It’s a slow news week and I’m temporarily out of outrageous opinions, so here are my recollections of being down and out in Southeast Asia in 1972. Apologies to George Orwell, with whom I am not attempting to compete. I would not dare.

It took me three months—late June to late September—of pick-up work teaching English in Bangkok to scrape together the airfare back to my base of operations in Hong Kong, where I had friends and where, as a British citizen, I could stay as long as I pleased without permits or visas.

It was a rough three months. At a couple of points in those Bangkok days I was hungry—a thing which, if you ever experience it, you don’t soon forget. I arrived back in Hong Kong looking like “a bag of bones,” according to one sympathetic friend.

It didn’t help that I couldn’t afford the bribe fee (10,000 baht, i.e., $250) for a proper Thai residence permit. All I could afford were one-month visas. At the end of each month I took a ten-hour bus ride up to the border with Laos, got ferried across the Mekong in what I remember as a dugout canoe (though it can’t possibly have been that primitive), hitched a ride into the nation’s capital Vientiane, and went to the Thai embassy to apply for a new one-month Thai visa.
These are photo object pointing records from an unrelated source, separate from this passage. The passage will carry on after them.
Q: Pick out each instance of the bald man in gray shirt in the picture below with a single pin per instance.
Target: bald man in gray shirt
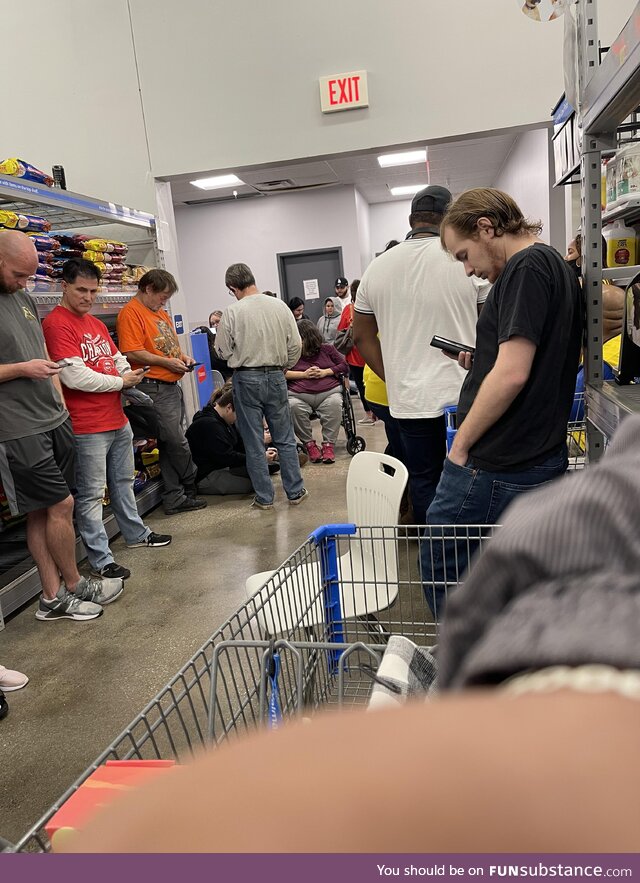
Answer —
(259, 338)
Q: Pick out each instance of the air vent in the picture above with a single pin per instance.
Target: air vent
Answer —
(214, 199)
(282, 184)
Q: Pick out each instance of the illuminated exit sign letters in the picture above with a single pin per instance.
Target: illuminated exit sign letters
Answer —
(344, 91)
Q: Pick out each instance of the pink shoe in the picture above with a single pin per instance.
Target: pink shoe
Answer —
(12, 680)
(314, 452)
(328, 455)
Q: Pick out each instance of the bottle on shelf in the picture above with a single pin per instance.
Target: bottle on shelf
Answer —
(621, 244)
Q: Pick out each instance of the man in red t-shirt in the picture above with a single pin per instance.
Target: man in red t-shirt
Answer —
(93, 378)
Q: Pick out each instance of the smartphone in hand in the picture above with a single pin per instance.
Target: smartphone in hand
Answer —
(451, 346)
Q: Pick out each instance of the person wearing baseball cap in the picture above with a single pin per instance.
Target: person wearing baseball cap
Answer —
(342, 292)
(408, 294)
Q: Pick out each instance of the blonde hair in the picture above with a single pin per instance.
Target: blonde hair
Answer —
(486, 202)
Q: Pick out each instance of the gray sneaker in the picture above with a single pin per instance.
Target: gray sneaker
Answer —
(100, 591)
(67, 605)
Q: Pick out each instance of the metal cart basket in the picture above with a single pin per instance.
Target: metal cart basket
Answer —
(312, 636)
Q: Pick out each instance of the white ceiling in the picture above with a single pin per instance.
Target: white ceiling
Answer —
(457, 165)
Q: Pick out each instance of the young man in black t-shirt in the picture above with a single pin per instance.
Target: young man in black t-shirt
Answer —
(516, 400)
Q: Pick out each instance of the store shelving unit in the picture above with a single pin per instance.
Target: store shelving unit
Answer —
(608, 94)
(66, 210)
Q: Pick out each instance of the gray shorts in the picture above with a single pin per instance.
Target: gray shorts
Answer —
(38, 471)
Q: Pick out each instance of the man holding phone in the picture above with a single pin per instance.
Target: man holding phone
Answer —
(147, 337)
(37, 458)
(93, 374)
(408, 294)
(517, 397)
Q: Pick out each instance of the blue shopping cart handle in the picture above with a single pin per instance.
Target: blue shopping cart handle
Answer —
(331, 530)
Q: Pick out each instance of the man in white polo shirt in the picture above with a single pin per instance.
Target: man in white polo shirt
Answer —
(407, 295)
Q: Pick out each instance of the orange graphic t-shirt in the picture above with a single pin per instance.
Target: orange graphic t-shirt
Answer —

The visa took three or four days to process, during which I’d lodge at the bungalows, a collection of huts a mile or so outside Vientiane occupied mainly by foreign hippies—predominantly Australians—and random ne’er-do-wells such as myself.
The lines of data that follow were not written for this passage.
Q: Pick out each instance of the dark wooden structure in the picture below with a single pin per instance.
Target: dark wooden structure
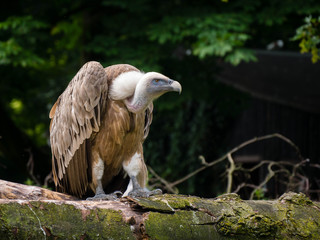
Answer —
(285, 98)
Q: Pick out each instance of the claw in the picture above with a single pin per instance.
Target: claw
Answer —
(140, 192)
(102, 196)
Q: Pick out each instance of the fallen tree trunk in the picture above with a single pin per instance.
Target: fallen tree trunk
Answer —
(50, 215)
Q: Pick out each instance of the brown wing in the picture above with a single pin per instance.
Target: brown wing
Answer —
(148, 120)
(74, 117)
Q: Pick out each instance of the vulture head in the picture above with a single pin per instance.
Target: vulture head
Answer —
(138, 89)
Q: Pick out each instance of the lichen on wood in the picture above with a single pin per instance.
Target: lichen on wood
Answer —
(292, 216)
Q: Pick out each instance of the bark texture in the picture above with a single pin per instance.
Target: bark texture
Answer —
(292, 216)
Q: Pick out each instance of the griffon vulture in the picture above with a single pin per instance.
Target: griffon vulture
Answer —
(98, 125)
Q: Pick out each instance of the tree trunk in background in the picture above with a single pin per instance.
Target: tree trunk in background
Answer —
(55, 216)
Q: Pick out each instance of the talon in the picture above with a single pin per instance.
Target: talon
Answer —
(102, 196)
(144, 193)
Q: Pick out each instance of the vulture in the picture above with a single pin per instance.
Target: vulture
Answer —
(97, 129)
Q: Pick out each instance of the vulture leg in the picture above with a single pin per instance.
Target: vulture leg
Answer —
(136, 168)
(138, 191)
(98, 170)
(100, 194)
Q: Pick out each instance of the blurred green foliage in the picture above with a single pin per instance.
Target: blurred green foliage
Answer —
(44, 43)
(309, 37)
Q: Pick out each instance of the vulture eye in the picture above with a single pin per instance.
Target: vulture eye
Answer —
(158, 81)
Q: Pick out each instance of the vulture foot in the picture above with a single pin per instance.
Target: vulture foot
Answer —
(140, 192)
(102, 196)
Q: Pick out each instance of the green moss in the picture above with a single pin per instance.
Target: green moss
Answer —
(181, 225)
(61, 221)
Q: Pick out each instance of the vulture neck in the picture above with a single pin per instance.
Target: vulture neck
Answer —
(131, 87)
(140, 100)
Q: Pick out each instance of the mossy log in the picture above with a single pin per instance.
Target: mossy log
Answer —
(51, 215)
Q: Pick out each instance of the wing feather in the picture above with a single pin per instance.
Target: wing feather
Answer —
(74, 117)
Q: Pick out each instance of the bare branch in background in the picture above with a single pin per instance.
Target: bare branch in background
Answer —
(288, 170)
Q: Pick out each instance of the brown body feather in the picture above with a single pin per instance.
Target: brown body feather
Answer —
(87, 125)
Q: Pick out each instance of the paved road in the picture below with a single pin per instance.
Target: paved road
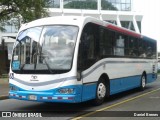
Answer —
(133, 100)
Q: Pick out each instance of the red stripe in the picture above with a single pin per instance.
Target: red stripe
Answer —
(122, 30)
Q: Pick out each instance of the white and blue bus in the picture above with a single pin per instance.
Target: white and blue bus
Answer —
(73, 59)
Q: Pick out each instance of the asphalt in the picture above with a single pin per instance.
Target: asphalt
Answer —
(4, 88)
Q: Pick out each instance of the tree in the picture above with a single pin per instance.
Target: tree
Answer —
(22, 10)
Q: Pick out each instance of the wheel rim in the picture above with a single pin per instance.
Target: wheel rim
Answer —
(101, 91)
(143, 81)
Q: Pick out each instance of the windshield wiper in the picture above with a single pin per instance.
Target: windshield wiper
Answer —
(50, 70)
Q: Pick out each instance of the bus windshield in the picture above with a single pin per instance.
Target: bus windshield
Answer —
(46, 49)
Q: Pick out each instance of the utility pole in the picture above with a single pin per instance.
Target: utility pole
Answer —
(3, 44)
“As bohemian as these adventures may sound in the telling, there were limits to how deep I was willing to venture into Bohemia.”

(That haircut notwithstanding, I never considered myself a hippie. I nursed, and still nurse, a strong dislike of hippies and hippiedom. Hippies of the middle, upper-middle, and rich classes were big children unacquainted with any kind of work or responsibility. Low-class hippies were generally rogues, if not psychopaths. Such, at any rate, was my experience.)

With the USAF’s assistance, Laos was earning its title as the most-bombed nation ever. Vientiane itself was not on the target lists. The bombing was going on further east and south to interdict traffic on the Ho Chi Minh trail. I never heard a detonation myself, but the more seasoned bungalow-dwellers used to say that when Xiangkhouang (the next-door province to Vientiane and home to the famous Plain of Jars) was being hammered earlier in the war, you could hear the distant thud of the bombs in still weather.

The main evidence of the war for a visitor to Vientiane was as follows.

(1) The city’s small number of bars and restaurants had a mostly American clientele. These were burly guys in slacks and short-sleeved shirts who would casually tell you over a drink that they were “with the Agency,” i.e., the CIA, probably assuming that any other clean-shaven adult male round-eye was similarly employed. What else would any non-crazy non-hippie be doing in Laos? Laos was an ex-French colony and the restaurants were surprisingly good. The bars had some outré floor shows.

(2) Occasional units of the Royal Lao Army could be seen drilling shambolically behind chain-link fences or marching on the roads as one walked into the city. The average age of enlisted men looked to be about thirteen, their uniforms comically ill fitting, their stated duty being to defend Laos’s perfectly fictional neutrality.

(3) The bungalows, as well as the aforementioned bars and anywhere else catering to foreigners, were much frequented by young refugee girls.